Original Article

Strategic Analysis of the Turkish Over-the-Counter Drugs and Non-pharmaceutical Products Market


  • Ömer BİLEN

Received Date: 30.12.2019 Accepted Date: 27.05.2020 Turk J Pharm Sci 2021;18(3):252-261 PMID: 34157814


The over-the-counter (OTC) drug (i.e., non-prescription drugs) market is growing significantly on a global scale. Our study reviews strategies for OTCs, together with other non-pharmaceutical products, such as herbal products, dietary supplements, and other healthcare products. The aim of this study is to analyze the expanded OTC industry to offer possible strategic solutions for existing problems.

Materials and Methods:

We utilized integrated SWOT and Fuzzy Analytic Network Process analyses, together with quantitative analysis covering industry professionals’ perspectives.

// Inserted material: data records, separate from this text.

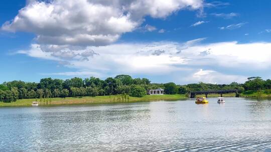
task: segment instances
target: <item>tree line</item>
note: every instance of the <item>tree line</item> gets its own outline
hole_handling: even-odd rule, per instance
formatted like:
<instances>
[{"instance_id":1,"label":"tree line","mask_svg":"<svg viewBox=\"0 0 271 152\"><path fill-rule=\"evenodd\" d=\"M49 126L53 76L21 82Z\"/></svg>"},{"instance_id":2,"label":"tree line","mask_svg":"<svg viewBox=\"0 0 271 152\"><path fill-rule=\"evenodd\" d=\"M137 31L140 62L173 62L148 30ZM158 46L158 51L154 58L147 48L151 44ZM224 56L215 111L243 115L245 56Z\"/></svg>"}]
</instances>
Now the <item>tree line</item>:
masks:
<instances>
[{"instance_id":1,"label":"tree line","mask_svg":"<svg viewBox=\"0 0 271 152\"><path fill-rule=\"evenodd\" d=\"M0 101L10 102L18 99L95 96L128 94L141 97L150 89L162 88L166 94L185 94L191 91L236 89L240 92L271 88L271 80L251 77L243 84L233 82L229 84L205 84L200 82L186 85L174 82L151 83L146 78L132 78L128 75L118 75L105 80L93 76L84 80L79 78L62 80L51 78L42 78L39 82L14 80L0 84Z\"/></svg>"}]
</instances>

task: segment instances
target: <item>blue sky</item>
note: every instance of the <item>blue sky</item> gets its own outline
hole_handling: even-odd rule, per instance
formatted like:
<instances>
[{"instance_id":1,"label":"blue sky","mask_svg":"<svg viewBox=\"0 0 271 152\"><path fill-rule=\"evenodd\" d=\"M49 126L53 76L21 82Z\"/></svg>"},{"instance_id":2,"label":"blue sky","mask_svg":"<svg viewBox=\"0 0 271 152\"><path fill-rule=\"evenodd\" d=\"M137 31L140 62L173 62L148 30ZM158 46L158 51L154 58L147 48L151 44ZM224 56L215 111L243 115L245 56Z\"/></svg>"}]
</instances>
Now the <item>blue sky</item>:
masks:
<instances>
[{"instance_id":1,"label":"blue sky","mask_svg":"<svg viewBox=\"0 0 271 152\"><path fill-rule=\"evenodd\" d=\"M122 74L179 84L270 78L270 0L65 2L1 0L0 82Z\"/></svg>"}]
</instances>

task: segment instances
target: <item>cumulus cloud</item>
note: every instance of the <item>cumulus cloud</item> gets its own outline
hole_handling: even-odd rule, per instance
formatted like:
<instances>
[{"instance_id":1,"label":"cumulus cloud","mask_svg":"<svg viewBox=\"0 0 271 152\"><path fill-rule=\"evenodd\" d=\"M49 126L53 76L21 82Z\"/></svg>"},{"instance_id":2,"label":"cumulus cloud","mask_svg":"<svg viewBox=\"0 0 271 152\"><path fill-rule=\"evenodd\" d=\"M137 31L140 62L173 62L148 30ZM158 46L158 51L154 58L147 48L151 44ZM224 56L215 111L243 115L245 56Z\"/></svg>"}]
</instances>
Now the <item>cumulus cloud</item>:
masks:
<instances>
[{"instance_id":1,"label":"cumulus cloud","mask_svg":"<svg viewBox=\"0 0 271 152\"><path fill-rule=\"evenodd\" d=\"M236 12L231 12L229 14L225 13L212 13L211 14L211 15L214 16L216 17L223 18L231 18L233 17L237 16L239 16L239 14Z\"/></svg>"},{"instance_id":2,"label":"cumulus cloud","mask_svg":"<svg viewBox=\"0 0 271 152\"><path fill-rule=\"evenodd\" d=\"M245 24L247 24L247 22L241 22L241 23L239 23L239 24L230 24L230 25L227 26L226 26L220 27L220 28L219 28L219 29L220 29L221 30L233 30L233 29L240 28L242 27L242 26L243 26L244 25L245 25Z\"/></svg>"},{"instance_id":3,"label":"cumulus cloud","mask_svg":"<svg viewBox=\"0 0 271 152\"><path fill-rule=\"evenodd\" d=\"M232 82L243 82L246 79L242 76L225 74L212 70L199 69L195 73L185 78L188 81L203 82L210 84L229 84Z\"/></svg>"},{"instance_id":4,"label":"cumulus cloud","mask_svg":"<svg viewBox=\"0 0 271 152\"><path fill-rule=\"evenodd\" d=\"M165 53L165 50L155 50L154 52L152 54L153 55L160 56L161 54Z\"/></svg>"},{"instance_id":5,"label":"cumulus cloud","mask_svg":"<svg viewBox=\"0 0 271 152\"><path fill-rule=\"evenodd\" d=\"M18 53L58 62L67 62L69 64L65 66L77 69L79 72L95 71L100 76L122 73L154 74L167 76L168 80L177 80L176 82L179 83L199 80L228 82L225 82L227 78L228 78L228 81L242 82L245 80L243 78L249 76L243 76L244 74L265 72L271 67L270 43L201 43L205 39L201 38L182 43L159 42L88 46L84 50L72 50L77 55L71 59L44 52L39 44L32 45L29 50L20 50ZM82 60L82 55L86 51L87 56L84 57L88 60ZM196 73L200 69L203 72ZM228 72L233 69L233 74ZM208 76L208 74L212 76L212 78ZM182 76L181 79L178 78L180 76Z\"/></svg>"},{"instance_id":6,"label":"cumulus cloud","mask_svg":"<svg viewBox=\"0 0 271 152\"><path fill-rule=\"evenodd\" d=\"M164 18L202 6L202 0L30 0L2 29L34 33L40 44L104 46L134 30L146 16Z\"/></svg>"},{"instance_id":7,"label":"cumulus cloud","mask_svg":"<svg viewBox=\"0 0 271 152\"><path fill-rule=\"evenodd\" d=\"M266 29L265 32L271 32L271 29Z\"/></svg>"},{"instance_id":8,"label":"cumulus cloud","mask_svg":"<svg viewBox=\"0 0 271 152\"><path fill-rule=\"evenodd\" d=\"M230 4L229 2L220 1L214 1L212 2L206 2L204 4L204 6L207 8L223 8L229 5Z\"/></svg>"},{"instance_id":9,"label":"cumulus cloud","mask_svg":"<svg viewBox=\"0 0 271 152\"><path fill-rule=\"evenodd\" d=\"M158 31L159 33L164 33L166 30L164 29L160 29L159 31Z\"/></svg>"},{"instance_id":10,"label":"cumulus cloud","mask_svg":"<svg viewBox=\"0 0 271 152\"><path fill-rule=\"evenodd\" d=\"M190 26L199 26L200 24L203 24L208 22L209 22L208 21L202 21L202 20L199 21L198 22L196 22Z\"/></svg>"},{"instance_id":11,"label":"cumulus cloud","mask_svg":"<svg viewBox=\"0 0 271 152\"><path fill-rule=\"evenodd\" d=\"M156 28L154 26L152 26L149 24L147 24L144 27L142 27L140 29L142 32L153 32L157 30Z\"/></svg>"}]
</instances>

Our findings showed that the most suitable market strategies are WO2 (i.e., to use information and digital technologies, including mobile applications and social media, to reduce marketing costs), SO2 (i.e., to promote self-medication/self-care to grow the OTC market and invest in information and communication technologies for this purpose), and ST2 (i.e., to improve health literacy and increase access to accurate and understandable information via alternative channels, such as the internet and social media). These key strategies are closely related to the utilization of digital technologies. Other strategies, such as SO1 (i.e., to encourage pharmacists to provide consulting for OTC products, which carry high profitability) and ST1 (i.e., to undertake stakeholder training programs to ensure production quality and introduce safe use to improve community health), were examined in detail, and their outcomes were interpreted in this study.


Given the impact of digital transformation, the same strategies can be implemented for other emerging OTC markets. This study underlines the importance of the OTC sector as one of the main drivers for improving community health and reducing health costs.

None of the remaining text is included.